By Chiaki Nishino and Gabriela Henault, consultants, Prophet.
There’s not merely a buzz, but a virtual din surrounding social media and how “everyone’s” using it to win hearts and minds, and maybe even help grow their business. It’s reaching the stage where a false sense of urgency has been created: act now or be choking on everyone else’s dust.
Social media is more than just a community like Facebook or a platform like a blog. It’s emblematic of broad behavioural and cultural changes in the way we engage each other. It’s less about creating marketing opportunities and more about engaging people. It’s less about “buying” a presence through a new advertising channel and more about “earning” consideration as your brand and customers (and influencers) interact. And it’s less about a short-term campaign and more about a sustained capability that’s only going to grow in importance.
We’ve gone from talking at customers with traditional advertising to Internet-enabled one-on-one customer interactions. Now, everyone stands to be connected, which amplifies the power of the individual’s voice. This connected environment has created an explosion of stakeholders and influencers – with dialogue between them the connecting fibre. It puts the impetus on smart marketers to focus on social media strategies that will increase the number of network relationships in the marketplace and, ultimately, the number of people who are talking about your brand.
The time is right to make your move. But take your time to reframe your thinking about social media away from the tactical toward the strategic. Doing so will ensure that instead of adding to the noise, you are positioning your organisation to win.

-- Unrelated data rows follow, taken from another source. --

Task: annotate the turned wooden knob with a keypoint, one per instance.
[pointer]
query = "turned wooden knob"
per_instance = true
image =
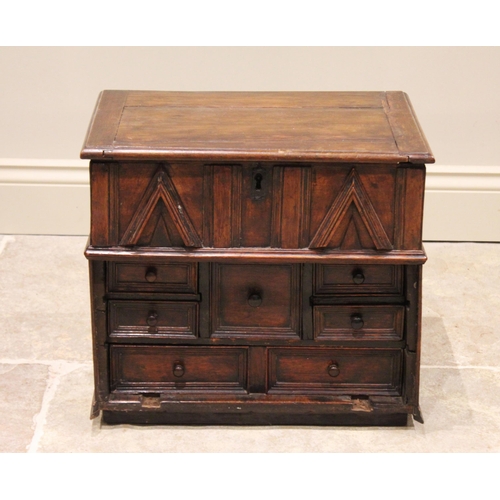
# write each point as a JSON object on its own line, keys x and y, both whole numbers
{"x": 178, "y": 370}
{"x": 152, "y": 318}
{"x": 357, "y": 321}
{"x": 151, "y": 274}
{"x": 358, "y": 277}
{"x": 333, "y": 370}
{"x": 255, "y": 299}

Step 1: Clarify your stakeholders’ needs
Forward-thinking marketers know that the dialogue you earn—the community’s Facebook and blog posts, Tweets, Yelp reviews—is more important than what’s conducted on your “owned” social media properties such as your Facebook page or Twitter account. An effective social media strategy is one where marketers provide the community with a reason to talk about their brand and gently influence the dialogue from the sidelines. By mining customer data, marketers can better understand what stakeholders want to discuss and how to engage.
Step 2: Understand what role social media can/should play in your business
Tactical decisions on specific social media channels only scratch the surface when it comes to social media’s impact on brands, marketing, and ultimately your business. Based on the understanding of its stakeholders, forward-thinking marketers should be considering questions like: “How does social media affect our brand?”; “What is its influence on business goals?” and “How do we create an appropriate social media strategy?” Addressing these strategy questions first requires marketer to develop their understanding of why social media is appropriate and uses that to guide their strategies and supporting tactics.
Step 3: Determine which social media platforms will a) most effectively reach your stakeholders and b) best help you achieve your business objectives
To be an effective participant, you must first gain an understanding of how your internal and external audiences, and their influencers, use social media. Then, you need to set a goal on what you hope to achieve through social media in the context of your overall customer engagement strategy. The goal might be to acquire new customers or do a better job of retaining existing ones, or both. Or to cut costs. Or to build a brand.
Step 4: Craft a social media presence that’s authentic, engaging, and serves your business goals
Effective users of social media find ways to craft a presence that is authentic, engaging and one that serves their business goals. In the mid-2000s, Dell underwent immense public scrutiny via social media channels, and 50% of the conversations were negative. Bloggers and other social media pundits — not Dell — were controlling perceptions and the standing of its brand. It led Dell to a social media strategy where it developed its own channels like blogs and Twitter as a means of participating in the dialogue and having some influence over its direction. Crowdsourcing initiatives, as well, provided a platform for engaging audiences in positive and authentic conversations about product and service improvements. By 2007, the negative dialogue was halved, and today Dell is one of the best at participating in social media in a way that has allowed it to even develop direct business impact through Twitter.
Step 5: Track results (success metrics)
Success metrics can be social media–oriented (impressions and referring links, for example), business-based (new customers or revenue generated), or brand-based (awareness or consideration). In fact, it is critical to integrate metrics to understand the full impact. This is because lower-level metrics, like impressions, can and do influence higher-level metrics, like revenues or brand awareness which is better explained to the rest of the organisation.
Step 6: Test & Learn
Finally, marketers are well-advised to test their social media initiatives on a small scale. It is one of the easiest mediums to test and learn, given how quickly changes can be made and reactions can be observed. Then, you need to rely on metrics to inform the direction of strategy adjustments and wider rollouts.
For all the hoopla, the social media train has not yet left the station. This world is fast changing, and opens myriad exciting opportunities to connect with customers and build your business and brand.
The trick is to be smart about it: understand the new paradigm and be prepared to step away from tradition to leverage its potential. Listen to who’s talking about your brand and the tenor of the conversation. Understand that social media has implications across silos — it is not just a marketing or PR thing. A cross-functional taskforce that draws on the passions of your employees and understands your business needs will be essential to an effective strategy. And don’t be worried about taking baby steps as you test the waters for larger initiatives.
And that’s how you go from adding to the din to actually leading the dialogue.